TORONTO — The moderation in the housing market in the Greater Toronto Area intensified last month, as the region’s real estate board found July sales fell 47% from the same time last year. and 24% compared to last June.
The Toronto Regional Real Estate Board revealed Thursday that last month’s 4,912 sales accounted for nearly half of the 9,339 homes that changed hands the previous July and indicate the market is slowing from the blistering pace seen in the first half and at the end of 2021.
The board and real estate agents attributed much of the moderation to the rising cost of a mortgage after Canada’s key interest rate was raised by one percentage point mid- July, making it the biggest increase the country has seen in 24 years.
The rise has encouraged people to rethink their housing intentions. Potential buyers are waiting for further lows, which they and brokers anticipate, could materialize in the fall, while sellers are planning to do what they can from home now or wait for the market to turn around again. their favor.

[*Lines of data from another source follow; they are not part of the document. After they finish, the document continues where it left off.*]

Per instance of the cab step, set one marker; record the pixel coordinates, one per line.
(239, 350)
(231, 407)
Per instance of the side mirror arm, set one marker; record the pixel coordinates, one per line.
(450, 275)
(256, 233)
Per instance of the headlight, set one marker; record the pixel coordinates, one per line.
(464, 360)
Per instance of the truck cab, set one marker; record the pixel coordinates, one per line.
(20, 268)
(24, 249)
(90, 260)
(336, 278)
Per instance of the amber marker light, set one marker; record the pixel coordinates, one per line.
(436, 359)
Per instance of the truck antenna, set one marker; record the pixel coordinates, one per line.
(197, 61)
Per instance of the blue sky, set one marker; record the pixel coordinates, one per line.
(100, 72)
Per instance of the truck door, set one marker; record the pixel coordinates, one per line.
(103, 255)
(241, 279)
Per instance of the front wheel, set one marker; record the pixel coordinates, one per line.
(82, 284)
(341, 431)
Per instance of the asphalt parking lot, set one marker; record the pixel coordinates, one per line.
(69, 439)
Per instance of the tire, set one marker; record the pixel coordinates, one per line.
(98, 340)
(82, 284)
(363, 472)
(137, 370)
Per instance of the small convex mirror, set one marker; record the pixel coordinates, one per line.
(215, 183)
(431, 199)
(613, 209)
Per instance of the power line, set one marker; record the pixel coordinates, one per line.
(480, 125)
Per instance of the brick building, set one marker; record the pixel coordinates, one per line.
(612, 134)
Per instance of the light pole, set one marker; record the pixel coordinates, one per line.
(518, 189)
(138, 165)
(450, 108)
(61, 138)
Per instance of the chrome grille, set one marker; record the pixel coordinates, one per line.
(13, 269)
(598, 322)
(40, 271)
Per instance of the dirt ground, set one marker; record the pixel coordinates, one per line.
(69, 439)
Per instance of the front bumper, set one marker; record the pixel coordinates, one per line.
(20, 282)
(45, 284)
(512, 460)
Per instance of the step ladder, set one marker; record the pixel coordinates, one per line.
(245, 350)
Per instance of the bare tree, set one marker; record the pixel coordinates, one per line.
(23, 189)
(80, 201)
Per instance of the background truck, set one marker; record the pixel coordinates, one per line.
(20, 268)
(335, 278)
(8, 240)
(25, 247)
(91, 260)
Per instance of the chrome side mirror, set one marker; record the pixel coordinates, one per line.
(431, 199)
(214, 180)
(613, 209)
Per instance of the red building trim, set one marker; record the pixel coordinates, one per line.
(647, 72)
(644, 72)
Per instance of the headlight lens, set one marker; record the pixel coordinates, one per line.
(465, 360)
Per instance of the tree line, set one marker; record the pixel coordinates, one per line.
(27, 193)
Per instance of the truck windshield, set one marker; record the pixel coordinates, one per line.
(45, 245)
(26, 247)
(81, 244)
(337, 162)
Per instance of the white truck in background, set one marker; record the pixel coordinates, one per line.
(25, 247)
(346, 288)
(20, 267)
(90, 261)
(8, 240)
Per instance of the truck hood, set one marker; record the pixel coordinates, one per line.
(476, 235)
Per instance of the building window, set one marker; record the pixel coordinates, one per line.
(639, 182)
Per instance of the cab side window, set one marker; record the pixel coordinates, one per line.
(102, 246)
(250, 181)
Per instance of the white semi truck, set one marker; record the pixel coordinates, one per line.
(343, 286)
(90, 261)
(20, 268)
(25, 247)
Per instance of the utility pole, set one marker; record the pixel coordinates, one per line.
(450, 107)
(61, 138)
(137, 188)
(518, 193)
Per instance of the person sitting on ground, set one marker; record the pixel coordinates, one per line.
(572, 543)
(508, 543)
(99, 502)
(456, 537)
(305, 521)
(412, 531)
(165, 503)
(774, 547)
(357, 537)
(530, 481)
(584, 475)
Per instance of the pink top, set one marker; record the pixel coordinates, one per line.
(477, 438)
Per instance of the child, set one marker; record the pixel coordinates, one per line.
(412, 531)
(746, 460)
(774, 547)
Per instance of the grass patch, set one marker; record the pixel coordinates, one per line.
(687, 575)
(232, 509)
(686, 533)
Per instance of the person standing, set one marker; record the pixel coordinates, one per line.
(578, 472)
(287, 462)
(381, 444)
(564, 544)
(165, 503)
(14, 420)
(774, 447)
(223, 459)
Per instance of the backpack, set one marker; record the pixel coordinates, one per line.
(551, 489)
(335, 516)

Some sellers are even canceling their listings to take advantage of the hot rental market, where vacancy rates are falling and prices are rising.
While January’s warm market saw 380 condo listings terminated in the GTA, real estate company Strata said June brought 2,822, an increase of 643%.
The moderation taking shape in sales is slow to appear in house prices.
TRREB found the average home price was $1,074,754 last month, up 1% from $1,061,724 in July 2021, but down 6% from $1,145,994 in June 2022.
The composite benchmark price was above $1.1 million, up 12.9% year-over-year.
Single-detached home prices fell 3% year-on-year to $1,362,598 last month, while their sales fell 46% to 2,203.
Semi-detached prices rose nearly 5% from last July to $1,077,750, while sales fell 45% to 474.
Townhouse prices jumped 6% to $903,899 as their sales fell 52% to 816, and condo prices jumped 7% to $719,273 and down 48% sales at 1,365.
The market also saw a decline in new listings, which stood at 12,046 last month, down 4% from a year ago.
The TRREB said the figures required government intervention, including boosting housing supply and revising mortgage policies.
Data firm Urbanation Inc. said Tuesday it expects nearly 10,000 GTA condo units to be delayed this year as rising mortgage rates weigh on home sales.
“Many GTA households intend to buy a home in the future, but there is currently uncertainty about where the market is headed,” TRREB CEO John DiMichele said in a statement. .
“Policymakers could help dispel some of this uncertainty.”
He recommended that the government review the Office of the Superintendent of Financial Institutions stress test. The mandatory test sets the qualifying rate on uninsured mortgages at two percentage points above the contract rate or at 5.25%, whichever is greater.
Kevin Crigger, president of TRREB, echoed DiMichele’s plea, saying longer mortgage amortization periods of up to 40 years on renewals and transfers should be explored.
“With significant lending rate increases over a short period, there has been a shift in consumer sentiment, not market fundamentals,” he said in a statement.
“The federal government has a responsibility not only to maintain confidence in the financial system, but also to instill confidence in homeowners that they will be able to stay in their homes despite rising mortgage costs.”